3 Reasons Millennial Buyers Love VA Loans

by | Apr 13, 2017 | Real Estate Financial Help

Millennial veterans and military members are helping fuel the resurgence of the historic VA loan program. Last year’s 700,000-plus loans were more than double the agency’s total from five years ago.

Younger buyers, in particular, have flocked to these government-backed mortgages during a time of tight credit and flatlining wage growth. The VA says millennials accounted for about a third of all VA loans last year. These low-interest loans offer qualified buyers a wealth of benefits. That is especially true for millennial borrowers, who ofter have dented credit or minimal savings. This $0 down payment loan program was created to help level the playing field for those who service our country, and it still doing so today. Here is a closer look at the big three benefits that make VA loans such a good match for millennial home buyers.

 

Now Down Payment Requirement

This renowned benefit of VA loans helps veterans purchase without having to spend years savings for a down payment. When determining affordability, qualified buyers in most of the country should know that they can purchase a home for up to $424,100 before having to factor in a down payment.

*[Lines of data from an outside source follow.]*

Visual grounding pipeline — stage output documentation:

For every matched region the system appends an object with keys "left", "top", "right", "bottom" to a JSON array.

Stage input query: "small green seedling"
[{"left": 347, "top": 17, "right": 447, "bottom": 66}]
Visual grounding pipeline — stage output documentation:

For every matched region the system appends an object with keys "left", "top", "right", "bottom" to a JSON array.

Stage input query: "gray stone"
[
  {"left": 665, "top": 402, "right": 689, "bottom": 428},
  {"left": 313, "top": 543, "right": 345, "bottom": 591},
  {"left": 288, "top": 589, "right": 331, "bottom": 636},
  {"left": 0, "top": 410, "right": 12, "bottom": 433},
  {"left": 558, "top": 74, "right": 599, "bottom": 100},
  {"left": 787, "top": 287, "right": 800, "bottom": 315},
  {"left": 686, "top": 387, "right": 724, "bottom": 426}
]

The average VA loan last year was for about $253,000. Getting a conventional loan for that amount often requires a down payment of at least $12,000. FHA loans require at least 3.5% down. That’s no small sum in either case, particularly for younger veterans and military families.

No Mortgage Insurance

VA buyers also don’t have to pay extra each month for mortgage insurance, a common feature of low-down payment loans. Conventional buyers typically need to pay for private mortgage insurance unless they can put down 20%. FHA loans come with both upfront and annual mortgage insurance premiums.

For example, FHA buyers shell out an additional $140 per month for mortgage insurance on a typical $200,000 loan. That extra outlay can limit your purchasing power, as well as put a hole in your monthly budget.

Most VA buyers encounter a funding fee that goes straight to the Department of Veterans Affairs. Veterans and military members can finance this cost over the life of their loan. Borrowers who receive compensation for a service-connected disability don’t pay it at all.

Flexible Credit Guidelines

VA loans were created to boost access to homeownership for veteran and military families. They’re naturally more flexible and forgiving when it comes to credit underwriting. Lenders typically have lower credit score benchmarks for VA loans than for conventional mortgages. The average FICO score on a VA purchase last year was 50 points lower than the average conventional score.